Vanya could feel the demand in those eyes and tried to look away. He wanted to move off the altar, to follow King to freedom, but his muscles had turned to noodles.
“How old are you, lostling?”
It took several times for him to find his voice. “Twenty.” It came out in a breathy whisper.
“Look at me.”
Please no. Don’t make me. Don’t take my soul.
His eyes didn’t obey him, and he found himself staring directly into a tawny-gold gaze. Large and expressive, they made the elemental’s face seem like the statue of a Greek god in its perfection.
“Where are we?”
Vanya swallowed. “Edmonds, north of Seattle. Um…in Washington State. America on planet Earth.”
An eyebrow arched over one of those odd eyes. “What is your name?”
Swallowing, he tried to get his voice to work. “Vanya.”
He grunted. “You’re Russian?”
Vanya shrugged. “American, now.”
The elemental cocked an eyebrow. “I see.”
“My m-master left, but I’m sure he’ll be back.”

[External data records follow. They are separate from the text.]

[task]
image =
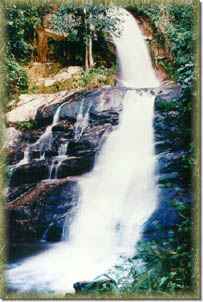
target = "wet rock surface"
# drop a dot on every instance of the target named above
(40, 195)
(172, 174)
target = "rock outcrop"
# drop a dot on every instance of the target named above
(68, 134)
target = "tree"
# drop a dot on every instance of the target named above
(84, 24)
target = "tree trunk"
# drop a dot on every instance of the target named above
(89, 60)
(86, 57)
(42, 45)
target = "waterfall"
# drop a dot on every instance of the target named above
(117, 197)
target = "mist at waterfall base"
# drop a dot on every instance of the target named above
(116, 198)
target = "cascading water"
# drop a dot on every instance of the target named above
(117, 197)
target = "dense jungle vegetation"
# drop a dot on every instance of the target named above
(169, 262)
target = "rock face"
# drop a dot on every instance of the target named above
(28, 106)
(45, 162)
(172, 177)
(68, 134)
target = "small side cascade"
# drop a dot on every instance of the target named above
(43, 143)
(26, 157)
(81, 122)
(56, 163)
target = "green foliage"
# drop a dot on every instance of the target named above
(175, 25)
(22, 19)
(83, 21)
(84, 25)
(167, 263)
(16, 77)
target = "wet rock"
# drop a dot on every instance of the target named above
(98, 286)
(39, 214)
(75, 166)
(28, 105)
(33, 172)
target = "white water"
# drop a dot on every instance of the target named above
(117, 197)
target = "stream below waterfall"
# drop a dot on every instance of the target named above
(116, 198)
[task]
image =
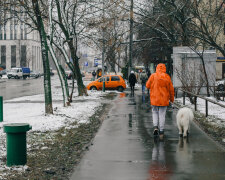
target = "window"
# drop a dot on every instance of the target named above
(3, 56)
(13, 56)
(115, 78)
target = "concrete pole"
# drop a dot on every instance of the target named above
(131, 36)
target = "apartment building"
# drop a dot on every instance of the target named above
(19, 45)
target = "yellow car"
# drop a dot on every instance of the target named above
(112, 82)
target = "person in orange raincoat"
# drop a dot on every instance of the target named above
(161, 93)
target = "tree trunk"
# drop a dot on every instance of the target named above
(45, 59)
(82, 90)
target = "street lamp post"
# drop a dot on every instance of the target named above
(103, 47)
(131, 35)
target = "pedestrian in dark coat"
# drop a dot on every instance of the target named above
(132, 81)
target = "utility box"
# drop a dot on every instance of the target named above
(16, 143)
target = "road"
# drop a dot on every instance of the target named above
(12, 88)
(124, 148)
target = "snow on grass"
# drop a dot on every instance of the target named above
(31, 110)
(216, 113)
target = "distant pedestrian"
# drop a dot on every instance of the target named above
(148, 72)
(143, 78)
(132, 81)
(93, 75)
(161, 93)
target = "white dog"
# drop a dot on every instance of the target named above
(184, 116)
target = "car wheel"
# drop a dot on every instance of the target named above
(220, 87)
(120, 89)
(93, 88)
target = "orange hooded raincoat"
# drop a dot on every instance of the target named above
(161, 87)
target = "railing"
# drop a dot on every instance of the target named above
(195, 100)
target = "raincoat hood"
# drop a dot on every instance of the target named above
(161, 68)
(161, 87)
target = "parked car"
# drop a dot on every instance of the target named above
(112, 82)
(19, 72)
(3, 72)
(35, 74)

The elemental laughed. The sound of it brought acid into Vanya’s throat, and tremors started in his limbs.
“He’s right upstairs—”
“Even you don’t believe that, Vanya.”
The elemental stalked around the altar, stepping out of the concealing smoke. His skin glowed in the candlelight like caramelized sugar, and Vanya fought the overwhelming urge to touch him. His treasure trail caught Vanya’s gaze again. Vanya flushed hotter than before, and his heartbeat thudded in his neck. Desire flooded him, tingling his nipples and tightening the front of his body.
The elemental smiled a slow, languorous smile. “We have to finish the sacrifice.”
Vanya jolted back so fast his ass skidded off the edge of the altar, and he tumbled backward. His head whacked the slate floor, and little black dots swam in his vision.
When the elemental knelt next to him, he screamed and tried to pull away.
“Hush, now,” the elemental soothed. “You know my name, don’t you?”
What had King said? Something with an I. God… “Ignatius.” Vanya blurted it loud enough it echoed around the room.
Ignatius inhaled, his eyes fluttering closed as though with pleasure. His lips turned up in a smile. “Yes.”
Vanya made it to the doorway before the elemental caught him. Ignatius’s hands burned his arms, though it didn’t hurt. The heat sank into him and soothed his panic. The elemental backed him against the wall, pressing their bodies together.
“You are a virgin?”
Flushing, Vanya shoved him away. “It’s not like I had a choice. King’s spells keep—”
“His spells are broken, lostling,” Ignatius murmured, cupping Vanya’s cheek and gazing at him with those huge golden eyes. “Your innocence is the sacrifice. Not your life.”
Vanya stared at him, shocked into stillness. He watched the way the black fringe of lashes outlining Ignatius’s eyes highlighted them, making them seem even larger than they were. Smoke and fire made into flesh, the warmth of his hand sank into Vanya’s cheek.
As Ignatius’s smile grew from his eyes to his mouth, bringing an echoing one from Vanya, he knew one thing: King hadn’t intended for the ritual to turn out like this.